Por Zelito Nunes
Inácio Jacaré era um matutinho pequeno, com cabeça grande de cearense e uma sagacidade fora do comum, principalmente para negócios. Nasceu no Boi Velho, que era município de Monteiro na época. Seu ofício principal era o de boiadeiro, mas se a ocasião exigisse, vendia vermelho em velório e picolé no Pólo Norte.

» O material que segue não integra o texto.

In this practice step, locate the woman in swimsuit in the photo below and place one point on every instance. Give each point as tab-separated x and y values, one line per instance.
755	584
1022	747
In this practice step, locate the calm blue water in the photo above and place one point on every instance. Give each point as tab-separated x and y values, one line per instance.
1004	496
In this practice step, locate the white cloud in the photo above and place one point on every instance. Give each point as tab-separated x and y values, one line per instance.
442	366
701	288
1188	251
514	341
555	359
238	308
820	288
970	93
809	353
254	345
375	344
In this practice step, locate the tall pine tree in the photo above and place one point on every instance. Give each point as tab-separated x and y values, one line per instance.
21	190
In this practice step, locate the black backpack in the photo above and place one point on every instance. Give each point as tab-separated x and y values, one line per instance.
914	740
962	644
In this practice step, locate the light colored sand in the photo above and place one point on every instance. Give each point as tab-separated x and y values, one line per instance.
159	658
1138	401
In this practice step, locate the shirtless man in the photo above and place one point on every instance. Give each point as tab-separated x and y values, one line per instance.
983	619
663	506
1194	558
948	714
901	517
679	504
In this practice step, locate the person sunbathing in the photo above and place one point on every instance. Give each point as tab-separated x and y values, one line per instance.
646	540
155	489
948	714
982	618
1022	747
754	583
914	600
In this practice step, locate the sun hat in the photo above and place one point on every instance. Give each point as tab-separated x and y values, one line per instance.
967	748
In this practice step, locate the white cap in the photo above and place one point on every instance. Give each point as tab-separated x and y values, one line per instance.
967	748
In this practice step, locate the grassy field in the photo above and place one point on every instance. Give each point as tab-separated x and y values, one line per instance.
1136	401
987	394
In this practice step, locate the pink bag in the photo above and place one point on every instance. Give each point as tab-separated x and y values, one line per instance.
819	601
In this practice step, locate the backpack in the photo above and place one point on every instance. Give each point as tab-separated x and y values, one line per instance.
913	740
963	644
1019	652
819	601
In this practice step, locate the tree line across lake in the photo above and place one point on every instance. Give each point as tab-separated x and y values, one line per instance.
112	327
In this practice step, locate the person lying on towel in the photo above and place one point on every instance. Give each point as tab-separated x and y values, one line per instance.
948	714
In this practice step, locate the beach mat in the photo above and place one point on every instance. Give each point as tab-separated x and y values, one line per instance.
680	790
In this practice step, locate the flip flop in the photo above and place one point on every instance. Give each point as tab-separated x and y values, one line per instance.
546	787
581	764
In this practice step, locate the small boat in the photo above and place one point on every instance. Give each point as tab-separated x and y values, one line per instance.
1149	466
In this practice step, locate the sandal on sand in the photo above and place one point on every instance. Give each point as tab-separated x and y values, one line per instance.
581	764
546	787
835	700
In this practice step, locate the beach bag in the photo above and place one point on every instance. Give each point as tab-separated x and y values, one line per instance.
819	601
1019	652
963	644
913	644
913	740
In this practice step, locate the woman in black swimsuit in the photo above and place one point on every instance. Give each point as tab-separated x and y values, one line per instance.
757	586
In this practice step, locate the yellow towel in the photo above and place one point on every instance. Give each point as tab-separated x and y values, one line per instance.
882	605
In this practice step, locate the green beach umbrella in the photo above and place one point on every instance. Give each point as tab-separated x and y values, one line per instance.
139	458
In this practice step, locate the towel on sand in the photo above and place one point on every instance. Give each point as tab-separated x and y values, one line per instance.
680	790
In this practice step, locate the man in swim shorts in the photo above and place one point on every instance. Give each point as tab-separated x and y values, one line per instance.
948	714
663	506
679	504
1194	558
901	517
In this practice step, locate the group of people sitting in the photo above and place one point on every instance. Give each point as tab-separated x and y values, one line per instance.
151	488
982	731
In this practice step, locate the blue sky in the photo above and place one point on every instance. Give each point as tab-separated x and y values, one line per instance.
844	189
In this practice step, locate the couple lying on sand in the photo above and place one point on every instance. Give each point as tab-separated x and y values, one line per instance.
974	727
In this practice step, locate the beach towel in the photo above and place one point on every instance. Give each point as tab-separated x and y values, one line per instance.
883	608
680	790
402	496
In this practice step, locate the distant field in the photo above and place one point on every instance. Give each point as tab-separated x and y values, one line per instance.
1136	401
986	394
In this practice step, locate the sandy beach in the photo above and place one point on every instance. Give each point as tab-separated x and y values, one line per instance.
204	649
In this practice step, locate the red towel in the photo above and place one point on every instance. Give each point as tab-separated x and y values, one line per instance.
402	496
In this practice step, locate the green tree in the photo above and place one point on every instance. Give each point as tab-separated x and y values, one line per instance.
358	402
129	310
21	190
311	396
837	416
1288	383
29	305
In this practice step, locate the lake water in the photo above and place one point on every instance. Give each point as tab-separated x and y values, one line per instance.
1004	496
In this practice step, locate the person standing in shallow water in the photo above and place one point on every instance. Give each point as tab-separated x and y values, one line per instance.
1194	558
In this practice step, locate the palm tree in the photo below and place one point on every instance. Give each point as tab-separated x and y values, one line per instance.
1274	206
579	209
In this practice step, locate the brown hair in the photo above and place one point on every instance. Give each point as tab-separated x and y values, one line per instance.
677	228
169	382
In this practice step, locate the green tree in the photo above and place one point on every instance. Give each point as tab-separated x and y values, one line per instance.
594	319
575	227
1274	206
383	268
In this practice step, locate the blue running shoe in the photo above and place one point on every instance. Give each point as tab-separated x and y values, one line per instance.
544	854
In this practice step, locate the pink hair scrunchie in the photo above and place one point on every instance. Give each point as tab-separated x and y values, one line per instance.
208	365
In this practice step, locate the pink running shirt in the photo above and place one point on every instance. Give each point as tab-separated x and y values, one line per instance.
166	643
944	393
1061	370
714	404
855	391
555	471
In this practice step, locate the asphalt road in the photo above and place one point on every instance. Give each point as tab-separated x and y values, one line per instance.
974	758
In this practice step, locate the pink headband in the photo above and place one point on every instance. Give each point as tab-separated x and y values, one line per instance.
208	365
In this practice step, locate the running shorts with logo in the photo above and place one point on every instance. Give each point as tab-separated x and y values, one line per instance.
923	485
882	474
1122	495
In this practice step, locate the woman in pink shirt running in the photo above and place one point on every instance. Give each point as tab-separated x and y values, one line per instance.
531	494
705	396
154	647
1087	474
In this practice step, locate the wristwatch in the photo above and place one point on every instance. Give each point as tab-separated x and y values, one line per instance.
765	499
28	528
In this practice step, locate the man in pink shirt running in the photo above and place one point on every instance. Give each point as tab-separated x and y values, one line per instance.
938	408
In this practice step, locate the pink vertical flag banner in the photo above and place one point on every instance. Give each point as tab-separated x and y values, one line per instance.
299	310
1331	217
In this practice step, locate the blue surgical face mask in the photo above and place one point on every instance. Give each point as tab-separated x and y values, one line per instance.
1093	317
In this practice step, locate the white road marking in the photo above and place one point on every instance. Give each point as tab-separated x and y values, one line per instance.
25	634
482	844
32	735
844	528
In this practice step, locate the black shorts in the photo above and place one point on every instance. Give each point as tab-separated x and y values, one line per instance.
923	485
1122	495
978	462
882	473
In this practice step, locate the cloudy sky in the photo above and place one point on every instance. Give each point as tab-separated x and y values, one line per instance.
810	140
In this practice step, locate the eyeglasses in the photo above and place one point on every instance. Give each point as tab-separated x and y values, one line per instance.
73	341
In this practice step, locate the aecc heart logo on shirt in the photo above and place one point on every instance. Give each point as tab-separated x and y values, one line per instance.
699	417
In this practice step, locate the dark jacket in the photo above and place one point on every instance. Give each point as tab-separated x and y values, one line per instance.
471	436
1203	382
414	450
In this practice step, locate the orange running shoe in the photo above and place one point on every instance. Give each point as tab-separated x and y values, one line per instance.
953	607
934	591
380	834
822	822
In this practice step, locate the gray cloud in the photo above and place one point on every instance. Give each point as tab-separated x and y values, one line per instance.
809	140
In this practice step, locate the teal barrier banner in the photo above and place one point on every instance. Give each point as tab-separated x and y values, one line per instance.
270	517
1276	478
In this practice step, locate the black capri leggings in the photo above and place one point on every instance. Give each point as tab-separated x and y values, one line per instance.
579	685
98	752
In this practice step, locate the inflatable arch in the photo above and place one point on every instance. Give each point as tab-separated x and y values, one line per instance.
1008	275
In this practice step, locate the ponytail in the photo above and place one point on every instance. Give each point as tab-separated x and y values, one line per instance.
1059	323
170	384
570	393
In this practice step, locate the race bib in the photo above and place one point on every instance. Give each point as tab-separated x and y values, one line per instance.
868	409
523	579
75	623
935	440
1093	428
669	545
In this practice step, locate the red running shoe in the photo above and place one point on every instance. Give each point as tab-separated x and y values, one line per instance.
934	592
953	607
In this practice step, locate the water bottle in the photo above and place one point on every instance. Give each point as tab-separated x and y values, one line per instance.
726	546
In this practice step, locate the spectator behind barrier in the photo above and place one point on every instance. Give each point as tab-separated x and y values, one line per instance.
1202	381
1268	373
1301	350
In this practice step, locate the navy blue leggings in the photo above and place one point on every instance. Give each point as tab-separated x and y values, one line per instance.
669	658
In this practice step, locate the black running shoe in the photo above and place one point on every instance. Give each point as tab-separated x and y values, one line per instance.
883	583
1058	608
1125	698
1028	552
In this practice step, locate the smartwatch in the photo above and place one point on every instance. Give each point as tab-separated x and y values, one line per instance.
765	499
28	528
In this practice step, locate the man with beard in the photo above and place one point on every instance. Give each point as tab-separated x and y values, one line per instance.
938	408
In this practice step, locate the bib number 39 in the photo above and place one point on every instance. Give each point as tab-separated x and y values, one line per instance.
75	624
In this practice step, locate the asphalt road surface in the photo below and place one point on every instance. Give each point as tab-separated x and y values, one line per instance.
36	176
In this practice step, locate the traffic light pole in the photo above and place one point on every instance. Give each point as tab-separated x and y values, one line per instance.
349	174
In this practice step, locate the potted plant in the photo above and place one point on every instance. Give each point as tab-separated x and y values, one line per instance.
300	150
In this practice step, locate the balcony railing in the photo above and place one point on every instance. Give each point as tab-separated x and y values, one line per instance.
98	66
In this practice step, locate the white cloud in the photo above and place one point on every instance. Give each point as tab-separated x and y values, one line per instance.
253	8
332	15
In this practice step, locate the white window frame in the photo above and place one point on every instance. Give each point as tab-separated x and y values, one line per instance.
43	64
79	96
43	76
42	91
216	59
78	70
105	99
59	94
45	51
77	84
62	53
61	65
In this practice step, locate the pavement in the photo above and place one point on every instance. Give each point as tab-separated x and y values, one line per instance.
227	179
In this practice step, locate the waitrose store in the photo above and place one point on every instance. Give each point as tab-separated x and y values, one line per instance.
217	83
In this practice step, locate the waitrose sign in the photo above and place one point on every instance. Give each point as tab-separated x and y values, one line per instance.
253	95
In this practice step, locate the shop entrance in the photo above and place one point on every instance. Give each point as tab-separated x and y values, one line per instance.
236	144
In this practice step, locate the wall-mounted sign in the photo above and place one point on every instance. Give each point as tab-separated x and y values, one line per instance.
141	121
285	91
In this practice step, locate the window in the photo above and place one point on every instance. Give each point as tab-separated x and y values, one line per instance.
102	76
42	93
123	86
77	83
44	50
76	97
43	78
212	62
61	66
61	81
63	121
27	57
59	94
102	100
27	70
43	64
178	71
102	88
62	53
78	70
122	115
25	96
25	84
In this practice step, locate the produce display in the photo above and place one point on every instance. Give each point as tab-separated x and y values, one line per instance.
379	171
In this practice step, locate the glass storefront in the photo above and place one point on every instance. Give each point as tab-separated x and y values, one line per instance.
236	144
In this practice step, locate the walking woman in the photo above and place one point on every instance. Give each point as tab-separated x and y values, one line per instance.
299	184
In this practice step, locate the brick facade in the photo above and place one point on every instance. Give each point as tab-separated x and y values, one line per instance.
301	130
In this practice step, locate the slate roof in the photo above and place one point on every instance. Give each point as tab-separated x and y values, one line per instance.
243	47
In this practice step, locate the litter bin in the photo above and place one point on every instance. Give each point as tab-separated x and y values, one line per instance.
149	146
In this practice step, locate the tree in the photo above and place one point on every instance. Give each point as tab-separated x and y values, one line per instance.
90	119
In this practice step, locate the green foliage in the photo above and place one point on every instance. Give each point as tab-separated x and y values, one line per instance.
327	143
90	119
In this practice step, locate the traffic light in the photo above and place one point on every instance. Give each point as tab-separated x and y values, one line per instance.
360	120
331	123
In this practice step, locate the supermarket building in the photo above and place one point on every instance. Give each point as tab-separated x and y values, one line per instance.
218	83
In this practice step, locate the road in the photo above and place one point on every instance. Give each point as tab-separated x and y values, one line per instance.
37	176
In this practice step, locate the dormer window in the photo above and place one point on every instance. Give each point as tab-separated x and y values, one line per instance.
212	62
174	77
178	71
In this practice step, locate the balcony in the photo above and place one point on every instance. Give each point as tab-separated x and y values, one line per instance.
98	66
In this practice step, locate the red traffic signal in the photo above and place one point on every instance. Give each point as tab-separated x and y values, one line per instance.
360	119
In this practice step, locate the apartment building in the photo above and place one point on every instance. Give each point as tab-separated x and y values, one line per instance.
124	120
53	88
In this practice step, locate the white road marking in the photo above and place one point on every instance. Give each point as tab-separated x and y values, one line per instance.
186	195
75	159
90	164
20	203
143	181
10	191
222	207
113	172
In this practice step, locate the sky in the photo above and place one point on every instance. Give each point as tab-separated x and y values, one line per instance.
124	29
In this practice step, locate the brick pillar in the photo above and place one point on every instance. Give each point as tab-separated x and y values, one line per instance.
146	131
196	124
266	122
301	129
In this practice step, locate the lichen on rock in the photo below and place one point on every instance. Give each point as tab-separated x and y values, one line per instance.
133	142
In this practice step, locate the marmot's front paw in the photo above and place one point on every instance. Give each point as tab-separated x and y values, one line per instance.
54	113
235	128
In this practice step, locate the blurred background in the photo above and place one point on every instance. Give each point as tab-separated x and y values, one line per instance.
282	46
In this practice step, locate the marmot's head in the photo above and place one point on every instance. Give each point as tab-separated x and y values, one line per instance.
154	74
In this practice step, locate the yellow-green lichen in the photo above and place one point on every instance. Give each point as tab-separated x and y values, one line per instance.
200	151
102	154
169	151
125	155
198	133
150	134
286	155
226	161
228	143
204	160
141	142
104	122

Inácio não deixava, por nenhuma hipótese, um negócio se estragar, principalmente se dependesse de uma boa conversa. Comprava e vendia bois e cavalos e, de vez em quando, se a situação permitisse, pagava aos credores, mas fazia qualquer coisa para abrigar um amigo ou outro qualquer necessitado no seu imenso coração.
Naqueles confins por onde andava, corria também, de boca em boca, a sua fama e todos gostavam de conversar com ele. Pode-se dizer que era um homem sem abuso nenhum.
Como já estava se achando velho, pensava que era vergonha uma pessoa instruída como ele não conhecer a cidade de São Paulo.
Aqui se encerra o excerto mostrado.